Bullying occurs on a daily basis, we know this. But what exactly is WCPSS doing to prevent it? State lawmakers haven’t made policies to help prevent bullying, only how to deal with it. Nobody talks about what comes after. Trying to prevent bullying isn’t enough to help students; it needs to be talked about honestly. School staff members need to talk to students about bullying prevention in ways more than a simple leaflet and enforce the rules and policies in place. 

WCPSS protocol dictates that if it [bullying] is brought to a teacher, the school must immediately conduct an investigation into the situation. school board Policy C1 states, “All complaints of harassing or bullying behavior made by students shall be promptly and thoroughly investigated by the principal or designee”. The investigation intends to ensure that all those involved will have their point of view heard. After the investigation is conducted and enough evidence of bullying is found, consequences will be doled out. Furthermore, school board Policy D1 states, “The actions taken in response to evidence of harassing or bullying behavior should be reasonably calculated to end any harassment or bullying, eliminate a hostile environment if one has been created, and prevent harassment from occurring again.” What they don’t do, though, is help the students cope with the harassment that was inflicted on them. These policies are good enough at temporarily stopping the bullying in our schools, but then it is only natural to ask what about the victim? These policies do not do enough to help the victim feel safe. Nothing is done to help students recover from harassment. Physical harm can be easily fixed with a trip to the doctor, but psychological harm takes time  and will not always be completely healed. There are currently no programs in place county wide that can help students cope with the aftermath of an encounter with a bully. With no programs nor resources, how can these students be expected to recover? 
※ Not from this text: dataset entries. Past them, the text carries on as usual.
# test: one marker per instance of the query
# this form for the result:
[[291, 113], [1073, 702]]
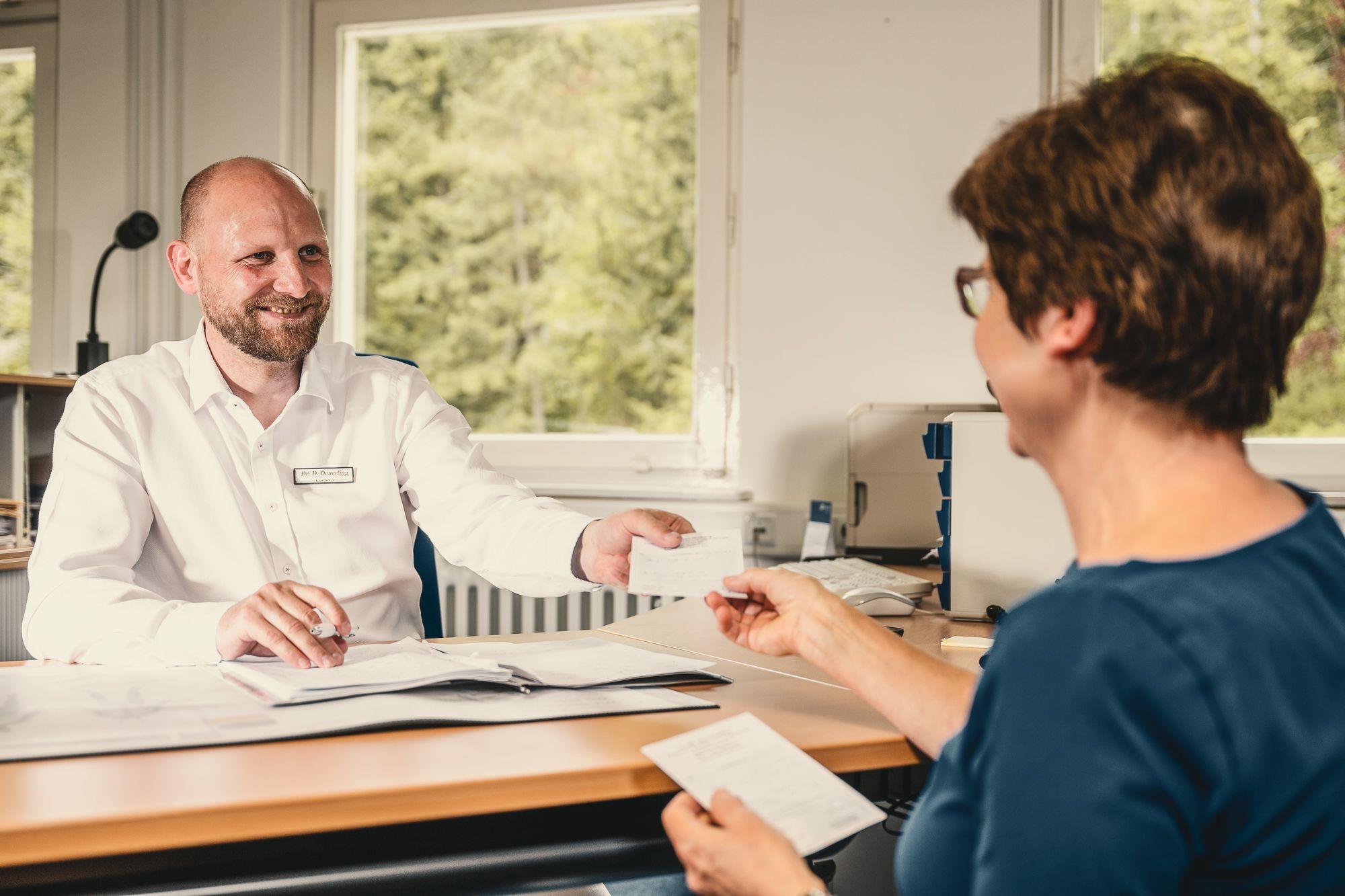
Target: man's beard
[[278, 342]]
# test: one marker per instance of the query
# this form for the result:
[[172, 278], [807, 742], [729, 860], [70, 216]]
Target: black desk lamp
[[137, 231]]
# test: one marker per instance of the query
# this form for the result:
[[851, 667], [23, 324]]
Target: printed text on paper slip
[[692, 569], [778, 780]]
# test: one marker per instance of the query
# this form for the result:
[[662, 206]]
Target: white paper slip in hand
[[774, 778], [692, 569]]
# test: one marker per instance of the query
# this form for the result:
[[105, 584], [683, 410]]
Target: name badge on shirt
[[323, 475]]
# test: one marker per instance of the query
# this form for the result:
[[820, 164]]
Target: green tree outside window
[[17, 73], [527, 218]]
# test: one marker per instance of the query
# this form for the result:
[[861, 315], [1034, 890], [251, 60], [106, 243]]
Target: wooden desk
[[87, 811], [689, 624]]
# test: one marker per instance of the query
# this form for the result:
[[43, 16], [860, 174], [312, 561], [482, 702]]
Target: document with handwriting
[[778, 780], [692, 569]]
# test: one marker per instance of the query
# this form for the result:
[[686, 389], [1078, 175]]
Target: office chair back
[[423, 556]]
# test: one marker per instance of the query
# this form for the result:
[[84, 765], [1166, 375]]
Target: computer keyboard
[[845, 573]]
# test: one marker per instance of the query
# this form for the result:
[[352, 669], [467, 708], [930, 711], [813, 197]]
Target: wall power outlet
[[763, 526]]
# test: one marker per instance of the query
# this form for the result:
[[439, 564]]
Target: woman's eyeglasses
[[973, 290]]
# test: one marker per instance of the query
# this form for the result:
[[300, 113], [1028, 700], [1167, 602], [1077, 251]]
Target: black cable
[[93, 300]]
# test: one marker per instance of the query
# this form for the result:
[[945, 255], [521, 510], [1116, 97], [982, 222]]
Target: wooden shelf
[[14, 557], [34, 380]]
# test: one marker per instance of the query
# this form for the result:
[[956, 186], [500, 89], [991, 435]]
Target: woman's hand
[[731, 852], [778, 612]]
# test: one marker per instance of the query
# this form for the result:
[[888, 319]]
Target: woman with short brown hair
[[1148, 724]]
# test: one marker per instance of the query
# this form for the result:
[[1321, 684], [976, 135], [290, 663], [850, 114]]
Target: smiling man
[[212, 495]]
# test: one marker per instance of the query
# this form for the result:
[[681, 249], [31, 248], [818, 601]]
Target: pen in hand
[[329, 630]]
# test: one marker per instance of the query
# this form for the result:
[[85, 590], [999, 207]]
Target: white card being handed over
[[692, 569]]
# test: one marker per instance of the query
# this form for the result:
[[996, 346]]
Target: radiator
[[473, 607], [14, 594], [469, 604]]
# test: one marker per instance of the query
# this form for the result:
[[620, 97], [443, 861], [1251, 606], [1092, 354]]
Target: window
[[1292, 53], [524, 204], [17, 73], [26, 151]]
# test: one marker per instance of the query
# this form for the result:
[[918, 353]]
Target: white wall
[[857, 118]]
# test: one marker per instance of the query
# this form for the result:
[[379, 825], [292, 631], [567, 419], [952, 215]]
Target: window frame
[[697, 462], [18, 33], [1074, 54]]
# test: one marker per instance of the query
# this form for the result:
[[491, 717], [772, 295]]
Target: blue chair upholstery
[[423, 556]]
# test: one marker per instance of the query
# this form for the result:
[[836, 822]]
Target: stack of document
[[375, 669]]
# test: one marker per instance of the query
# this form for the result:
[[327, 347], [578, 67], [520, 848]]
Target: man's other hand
[[606, 544], [275, 622]]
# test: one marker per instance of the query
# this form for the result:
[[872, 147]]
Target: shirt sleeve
[[84, 603], [1096, 752], [477, 516]]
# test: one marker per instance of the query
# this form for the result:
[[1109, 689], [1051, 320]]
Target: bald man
[[212, 495]]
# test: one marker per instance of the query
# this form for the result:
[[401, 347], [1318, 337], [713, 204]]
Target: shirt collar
[[206, 381]]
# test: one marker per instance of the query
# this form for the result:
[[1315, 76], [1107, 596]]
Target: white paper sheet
[[76, 710], [368, 669], [692, 569], [582, 662], [778, 780]]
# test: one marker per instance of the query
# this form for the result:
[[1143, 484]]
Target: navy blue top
[[1155, 728]]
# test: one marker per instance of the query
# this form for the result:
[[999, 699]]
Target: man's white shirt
[[169, 502]]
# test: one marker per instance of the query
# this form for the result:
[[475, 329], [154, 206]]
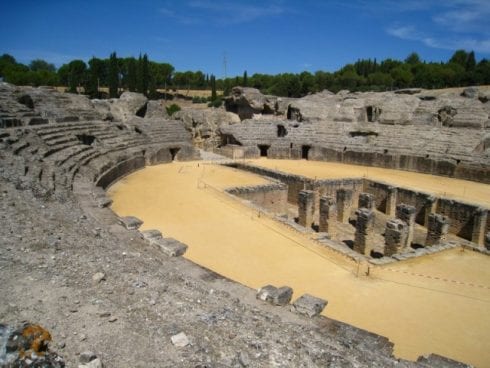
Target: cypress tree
[[213, 88], [113, 76], [143, 74], [132, 75]]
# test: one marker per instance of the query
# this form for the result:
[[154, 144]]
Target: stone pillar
[[479, 226], [366, 200], [437, 229], [306, 202], [328, 214], [430, 207], [395, 236], [390, 209], [344, 205], [407, 213], [363, 241]]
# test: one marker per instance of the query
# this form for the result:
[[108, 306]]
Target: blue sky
[[272, 36]]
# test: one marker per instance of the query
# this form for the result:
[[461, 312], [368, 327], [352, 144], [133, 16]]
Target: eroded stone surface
[[309, 305]]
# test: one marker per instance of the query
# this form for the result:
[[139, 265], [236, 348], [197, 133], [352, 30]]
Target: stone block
[[366, 200], [130, 222], [306, 209], [151, 235], [103, 201], [328, 214], [170, 246], [275, 296], [479, 226], [396, 232], [364, 236], [437, 229], [344, 205], [407, 214], [309, 305]]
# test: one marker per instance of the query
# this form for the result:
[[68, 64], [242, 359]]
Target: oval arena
[[385, 217]]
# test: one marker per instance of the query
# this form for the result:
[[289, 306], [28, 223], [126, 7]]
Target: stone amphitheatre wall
[[99, 144], [445, 133], [467, 221], [272, 197], [52, 142]]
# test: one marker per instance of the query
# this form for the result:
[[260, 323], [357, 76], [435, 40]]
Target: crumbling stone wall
[[272, 197]]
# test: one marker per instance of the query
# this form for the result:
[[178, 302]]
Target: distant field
[[183, 92]]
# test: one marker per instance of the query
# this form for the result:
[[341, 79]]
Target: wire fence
[[309, 243]]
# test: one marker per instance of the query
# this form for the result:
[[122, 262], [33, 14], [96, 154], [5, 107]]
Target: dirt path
[[420, 314]]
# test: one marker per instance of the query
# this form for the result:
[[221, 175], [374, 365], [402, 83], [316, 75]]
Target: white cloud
[[26, 56], [223, 12], [453, 24]]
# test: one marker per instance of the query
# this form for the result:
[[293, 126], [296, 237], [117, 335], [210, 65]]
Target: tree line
[[146, 76]]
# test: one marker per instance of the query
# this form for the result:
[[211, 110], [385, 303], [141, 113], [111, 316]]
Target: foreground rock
[[246, 102], [27, 346], [205, 124]]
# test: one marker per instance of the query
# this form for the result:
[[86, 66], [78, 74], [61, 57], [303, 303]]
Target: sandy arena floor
[[447, 315], [464, 190]]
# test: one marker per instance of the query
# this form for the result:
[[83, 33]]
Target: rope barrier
[[241, 208], [436, 278], [234, 203]]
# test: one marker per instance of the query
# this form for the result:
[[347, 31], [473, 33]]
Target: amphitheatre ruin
[[347, 229]]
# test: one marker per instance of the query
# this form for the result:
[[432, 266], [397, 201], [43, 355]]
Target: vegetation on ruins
[[150, 77], [172, 109]]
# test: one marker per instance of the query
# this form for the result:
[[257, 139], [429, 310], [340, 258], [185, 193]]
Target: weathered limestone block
[[407, 214], [170, 246], [309, 305], [430, 207], [103, 201], [366, 200], [438, 361], [328, 214], [437, 229], [151, 235], [275, 296], [487, 241], [344, 205], [479, 226], [130, 222], [396, 233], [306, 202], [363, 241], [391, 201]]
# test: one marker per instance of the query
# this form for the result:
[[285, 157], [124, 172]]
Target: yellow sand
[[464, 190], [419, 314]]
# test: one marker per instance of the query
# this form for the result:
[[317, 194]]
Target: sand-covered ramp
[[437, 303]]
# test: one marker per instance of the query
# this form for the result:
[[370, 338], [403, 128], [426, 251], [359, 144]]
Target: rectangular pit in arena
[[467, 223], [419, 303]]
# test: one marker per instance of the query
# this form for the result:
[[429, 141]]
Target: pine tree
[[113, 76]]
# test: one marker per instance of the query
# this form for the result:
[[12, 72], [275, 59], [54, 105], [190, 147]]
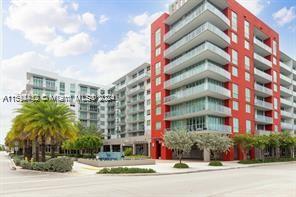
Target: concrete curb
[[12, 164], [204, 170]]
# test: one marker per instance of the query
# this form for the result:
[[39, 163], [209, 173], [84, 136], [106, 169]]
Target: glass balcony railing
[[194, 34], [195, 14], [263, 89], [208, 127], [201, 68], [263, 104], [262, 118], [262, 45], [207, 107], [198, 89], [195, 52]]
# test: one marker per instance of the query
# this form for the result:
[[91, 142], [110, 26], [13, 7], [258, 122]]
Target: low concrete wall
[[96, 163]]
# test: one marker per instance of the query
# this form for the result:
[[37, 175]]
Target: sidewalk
[[163, 167]]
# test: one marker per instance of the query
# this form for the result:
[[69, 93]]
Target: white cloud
[[77, 44], [284, 15], [132, 51], [254, 6], [50, 23], [89, 20], [103, 19]]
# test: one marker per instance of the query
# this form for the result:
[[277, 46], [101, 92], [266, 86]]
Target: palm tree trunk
[[43, 148], [37, 149]]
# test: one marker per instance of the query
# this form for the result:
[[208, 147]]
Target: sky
[[95, 40]]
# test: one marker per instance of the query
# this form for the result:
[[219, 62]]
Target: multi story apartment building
[[129, 116], [215, 67], [40, 82]]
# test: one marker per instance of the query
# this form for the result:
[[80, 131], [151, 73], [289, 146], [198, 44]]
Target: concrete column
[[134, 149], [207, 155]]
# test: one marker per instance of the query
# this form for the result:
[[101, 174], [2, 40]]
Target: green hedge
[[125, 170], [267, 160], [215, 163], [62, 164], [181, 165]]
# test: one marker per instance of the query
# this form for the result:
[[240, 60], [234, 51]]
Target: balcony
[[287, 126], [286, 92], [198, 54], [211, 128], [263, 105], [286, 114], [286, 102], [262, 77], [204, 70], [263, 119], [262, 91], [285, 80], [136, 90], [206, 89], [207, 109], [262, 62], [139, 78], [262, 48], [206, 12], [206, 32]]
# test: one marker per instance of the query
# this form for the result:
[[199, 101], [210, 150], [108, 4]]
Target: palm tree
[[48, 121]]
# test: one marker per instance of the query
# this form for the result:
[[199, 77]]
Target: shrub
[[25, 164], [61, 164], [181, 165], [128, 152], [215, 163], [124, 170]]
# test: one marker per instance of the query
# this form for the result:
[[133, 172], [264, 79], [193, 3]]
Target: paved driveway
[[277, 180]]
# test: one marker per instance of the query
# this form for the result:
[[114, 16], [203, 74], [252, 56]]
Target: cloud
[[89, 20], [103, 19], [47, 22], [75, 45], [130, 52], [254, 6], [284, 15]]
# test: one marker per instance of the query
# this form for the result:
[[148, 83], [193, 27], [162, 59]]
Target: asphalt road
[[275, 180]]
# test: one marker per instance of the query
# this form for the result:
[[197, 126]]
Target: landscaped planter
[[98, 163]]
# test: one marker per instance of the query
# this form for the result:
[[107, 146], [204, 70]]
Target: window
[[157, 51], [275, 88], [234, 71], [247, 45], [276, 115], [247, 76], [248, 126], [247, 63], [158, 111], [234, 21], [275, 103], [274, 76], [274, 47], [234, 56], [158, 125], [157, 68], [247, 29], [235, 125], [158, 98], [248, 108], [234, 91], [158, 81], [157, 37], [248, 95], [234, 37], [235, 105]]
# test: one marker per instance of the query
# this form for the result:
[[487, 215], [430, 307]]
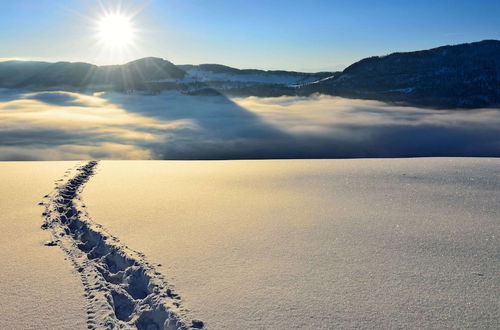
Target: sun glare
[[115, 31]]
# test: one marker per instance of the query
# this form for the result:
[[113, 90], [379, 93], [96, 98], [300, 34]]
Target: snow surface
[[280, 244], [39, 289]]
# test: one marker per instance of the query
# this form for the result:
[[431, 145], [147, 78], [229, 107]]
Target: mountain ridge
[[457, 76]]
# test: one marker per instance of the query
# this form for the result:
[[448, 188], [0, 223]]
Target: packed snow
[[264, 244], [314, 244], [39, 289]]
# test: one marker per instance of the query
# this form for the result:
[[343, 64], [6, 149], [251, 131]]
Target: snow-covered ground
[[39, 289], [393, 243], [265, 244]]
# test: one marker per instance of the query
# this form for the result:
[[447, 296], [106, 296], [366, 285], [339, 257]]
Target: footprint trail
[[123, 289]]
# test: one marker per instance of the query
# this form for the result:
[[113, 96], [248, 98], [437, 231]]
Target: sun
[[116, 31]]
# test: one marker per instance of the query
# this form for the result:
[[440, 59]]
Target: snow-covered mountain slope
[[459, 76]]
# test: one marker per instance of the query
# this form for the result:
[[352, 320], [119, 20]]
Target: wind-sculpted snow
[[123, 289]]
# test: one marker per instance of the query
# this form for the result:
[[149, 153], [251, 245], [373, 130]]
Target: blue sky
[[293, 35]]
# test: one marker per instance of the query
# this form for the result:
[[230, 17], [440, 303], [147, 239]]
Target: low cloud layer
[[63, 125]]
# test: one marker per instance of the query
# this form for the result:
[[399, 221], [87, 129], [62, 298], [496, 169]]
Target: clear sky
[[306, 35]]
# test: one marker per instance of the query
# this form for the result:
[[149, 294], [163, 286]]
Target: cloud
[[63, 125]]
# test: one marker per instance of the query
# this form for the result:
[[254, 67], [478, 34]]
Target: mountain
[[459, 76], [66, 75], [466, 75]]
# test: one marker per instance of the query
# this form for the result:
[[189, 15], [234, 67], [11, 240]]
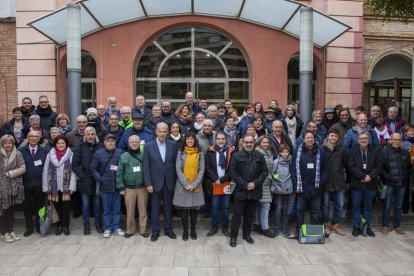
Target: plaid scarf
[[299, 188]]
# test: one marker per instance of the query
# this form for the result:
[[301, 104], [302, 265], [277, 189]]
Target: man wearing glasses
[[46, 114], [248, 170]]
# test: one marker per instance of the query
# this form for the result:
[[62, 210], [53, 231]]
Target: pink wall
[[267, 52]]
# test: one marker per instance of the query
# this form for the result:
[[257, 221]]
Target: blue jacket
[[105, 175], [351, 139], [308, 175], [144, 134], [33, 175]]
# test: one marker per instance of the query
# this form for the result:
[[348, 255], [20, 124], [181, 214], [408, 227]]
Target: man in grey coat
[[159, 176]]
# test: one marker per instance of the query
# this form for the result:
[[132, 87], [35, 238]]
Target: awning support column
[[306, 62], [74, 60]]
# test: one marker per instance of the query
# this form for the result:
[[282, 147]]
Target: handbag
[[281, 183]]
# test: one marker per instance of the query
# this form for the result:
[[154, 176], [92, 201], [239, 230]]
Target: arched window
[[193, 59], [293, 80], [88, 82]]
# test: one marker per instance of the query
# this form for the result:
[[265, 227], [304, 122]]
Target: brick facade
[[8, 69]]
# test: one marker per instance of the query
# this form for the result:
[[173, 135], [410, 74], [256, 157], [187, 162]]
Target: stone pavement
[[93, 255]]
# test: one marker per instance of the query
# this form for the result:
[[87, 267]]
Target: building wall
[[8, 70]]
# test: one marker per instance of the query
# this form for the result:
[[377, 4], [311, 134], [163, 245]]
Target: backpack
[[281, 183]]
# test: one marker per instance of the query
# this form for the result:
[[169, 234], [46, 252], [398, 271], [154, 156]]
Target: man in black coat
[[34, 157], [397, 171], [365, 166], [160, 176], [47, 115], [82, 158], [248, 170]]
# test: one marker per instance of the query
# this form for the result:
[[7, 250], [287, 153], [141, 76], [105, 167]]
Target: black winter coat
[[81, 161], [358, 173], [33, 175], [397, 166], [248, 167], [337, 159]]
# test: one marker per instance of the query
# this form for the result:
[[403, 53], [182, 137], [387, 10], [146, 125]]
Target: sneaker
[[285, 232], [337, 229], [107, 233], [398, 231], [7, 238], [14, 236]]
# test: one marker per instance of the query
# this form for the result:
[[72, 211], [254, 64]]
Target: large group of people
[[198, 159]]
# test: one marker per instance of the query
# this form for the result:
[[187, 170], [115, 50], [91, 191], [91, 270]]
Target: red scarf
[[60, 154]]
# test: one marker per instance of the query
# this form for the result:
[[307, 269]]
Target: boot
[[337, 229]]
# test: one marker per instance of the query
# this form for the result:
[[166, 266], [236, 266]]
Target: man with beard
[[28, 109], [46, 114]]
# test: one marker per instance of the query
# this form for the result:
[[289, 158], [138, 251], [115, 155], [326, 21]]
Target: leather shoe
[[248, 239], [370, 232], [233, 242], [171, 235], [87, 230], [59, 231], [154, 236], [355, 232], [212, 232], [28, 232], [66, 231]]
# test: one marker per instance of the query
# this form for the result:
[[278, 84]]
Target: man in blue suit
[[159, 177]]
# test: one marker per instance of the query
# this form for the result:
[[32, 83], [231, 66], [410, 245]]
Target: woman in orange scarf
[[188, 194]]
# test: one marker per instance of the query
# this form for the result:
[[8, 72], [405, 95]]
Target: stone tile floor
[[93, 255]]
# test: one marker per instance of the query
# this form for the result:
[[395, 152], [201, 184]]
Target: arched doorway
[[390, 84], [193, 59], [293, 81]]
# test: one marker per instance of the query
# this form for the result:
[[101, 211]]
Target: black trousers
[[184, 219], [7, 220], [33, 202], [63, 210], [247, 210]]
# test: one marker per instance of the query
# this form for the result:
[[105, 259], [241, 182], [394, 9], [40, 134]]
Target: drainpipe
[[306, 62], [74, 60], [412, 90]]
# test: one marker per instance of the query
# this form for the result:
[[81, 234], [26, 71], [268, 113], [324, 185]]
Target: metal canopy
[[283, 15]]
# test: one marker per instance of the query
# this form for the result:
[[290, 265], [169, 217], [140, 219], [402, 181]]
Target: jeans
[[86, 202], [220, 203], [395, 193], [111, 203], [338, 200], [281, 213], [315, 209], [362, 195], [262, 215]]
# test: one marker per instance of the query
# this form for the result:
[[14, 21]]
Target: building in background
[[216, 57]]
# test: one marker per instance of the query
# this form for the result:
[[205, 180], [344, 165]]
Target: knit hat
[[91, 110]]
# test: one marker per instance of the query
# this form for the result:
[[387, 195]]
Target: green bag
[[312, 234]]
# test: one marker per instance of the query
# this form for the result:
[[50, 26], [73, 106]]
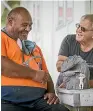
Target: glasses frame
[[82, 28]]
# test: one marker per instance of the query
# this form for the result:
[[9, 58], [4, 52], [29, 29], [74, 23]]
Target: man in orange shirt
[[26, 83]]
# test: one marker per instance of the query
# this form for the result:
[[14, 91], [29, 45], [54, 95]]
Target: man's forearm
[[11, 69]]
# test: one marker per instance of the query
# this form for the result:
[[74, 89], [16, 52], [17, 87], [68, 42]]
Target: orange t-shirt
[[10, 49]]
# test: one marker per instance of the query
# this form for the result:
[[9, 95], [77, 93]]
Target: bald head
[[19, 23], [18, 11], [88, 17]]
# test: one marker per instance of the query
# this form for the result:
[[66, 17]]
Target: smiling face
[[84, 32], [21, 26], [19, 23]]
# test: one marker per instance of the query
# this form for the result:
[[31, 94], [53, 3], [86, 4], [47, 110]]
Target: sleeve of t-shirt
[[3, 46], [64, 48], [44, 66]]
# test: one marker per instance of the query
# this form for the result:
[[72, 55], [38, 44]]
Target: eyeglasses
[[82, 28]]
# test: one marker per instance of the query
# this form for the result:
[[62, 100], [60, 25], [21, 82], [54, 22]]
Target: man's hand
[[51, 98], [41, 76]]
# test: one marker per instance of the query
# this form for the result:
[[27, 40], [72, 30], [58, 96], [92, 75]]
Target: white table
[[76, 98]]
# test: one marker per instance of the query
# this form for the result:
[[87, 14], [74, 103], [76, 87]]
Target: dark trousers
[[38, 105]]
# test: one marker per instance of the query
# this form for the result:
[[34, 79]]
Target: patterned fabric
[[70, 73]]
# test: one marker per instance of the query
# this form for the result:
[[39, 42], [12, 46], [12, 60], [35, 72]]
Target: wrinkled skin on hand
[[51, 98]]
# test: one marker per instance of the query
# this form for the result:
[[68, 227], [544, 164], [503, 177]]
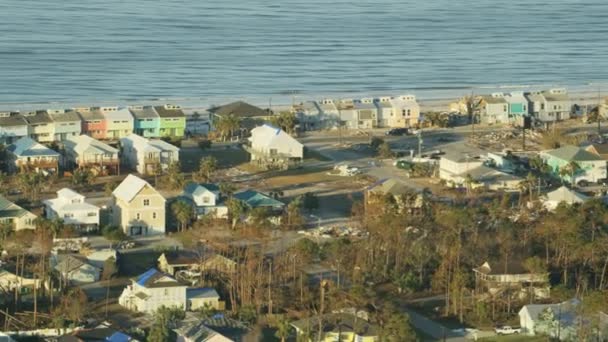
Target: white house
[[27, 154], [550, 319], [144, 155], [72, 208], [206, 198], [152, 290], [138, 208], [271, 144], [568, 196], [76, 269], [84, 151]]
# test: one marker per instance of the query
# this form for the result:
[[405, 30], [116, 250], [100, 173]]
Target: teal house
[[518, 104], [587, 166], [146, 121]]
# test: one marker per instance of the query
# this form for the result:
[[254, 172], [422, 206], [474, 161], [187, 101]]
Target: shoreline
[[429, 100]]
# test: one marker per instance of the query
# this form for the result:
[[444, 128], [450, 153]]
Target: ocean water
[[210, 50]]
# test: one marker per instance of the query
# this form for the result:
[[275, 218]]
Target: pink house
[[94, 123]]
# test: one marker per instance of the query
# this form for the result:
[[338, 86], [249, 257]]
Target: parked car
[[397, 131], [507, 330]]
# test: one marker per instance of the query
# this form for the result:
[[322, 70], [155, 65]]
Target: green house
[[172, 121], [588, 166]]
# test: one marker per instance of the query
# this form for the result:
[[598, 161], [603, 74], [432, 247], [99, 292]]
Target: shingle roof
[[27, 147], [573, 153], [256, 199], [129, 188], [239, 108], [145, 112], [169, 113]]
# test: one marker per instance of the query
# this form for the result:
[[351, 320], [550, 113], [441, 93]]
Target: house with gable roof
[[27, 154], [270, 147], [73, 209], [143, 155], [138, 208], [154, 289], [85, 152], [13, 214]]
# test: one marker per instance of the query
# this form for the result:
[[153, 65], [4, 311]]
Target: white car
[[507, 330]]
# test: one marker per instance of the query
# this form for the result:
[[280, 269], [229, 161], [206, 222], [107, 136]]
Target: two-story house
[[16, 216], [67, 124], [405, 111], [138, 208], [152, 290], [146, 121], [119, 122], [12, 127], [147, 155], [29, 155], [206, 199], [172, 120], [574, 164], [73, 209], [94, 123], [40, 126], [271, 147], [85, 152], [494, 109]]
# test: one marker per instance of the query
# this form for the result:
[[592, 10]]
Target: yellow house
[[138, 208], [337, 327]]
Disciplinary action should not be the only solution; we should be trying to get to the root of these unfortunate and traumatizing scenarios. It’s very possible that the person doing the bullying is also a victim and their actions are their “call for help”. One wouldn’t know this if they didn’t have counseling though. Sitting down and talking to both the victim and the bully can shine some light on the situation at hand and help all involved feel heard. 

Knowing why bullies act and helping address such problems can prevent the bullying from perpetuating. Speaking from personal experience, the damage caused by a bully can prevent the victim from growing into a healthy, happy adult. My brother is 14 years old and was bullied for 2 years. It started with a group of former friends and then escalated into school. There were days he would come home crying because he was being followed by those kids after getting off the bus and nobody seemed to take action. My mother stepped in and informed the school but was met with an empty claim for an investigation that never took place. My brother was afraid to go to school. It’s frustrating to think that all he needed was to talk to someone at school about what he was going through. He needed help dealing with everything. An ‘investigation’ did no such thing. Referring the student to a counselor, school psychologist, nurse, or a social worker can help them truly overcome their traumas, but these individuals simply are not provided. If WCPSS doesn’t do more to help stop and prevent bullying, then they have failed to keep their students safe not only physically, but also mentally. 

If you or someone you know is being bullied find a local counselor or other mental health services. You can contact the teacher, school principal, school superintendent, and even the State Department of Education. If the school is not responding adequately or addressing the harassment based on race, color, national origin, sex, disability, or religion, contact the U.S. Department of Education.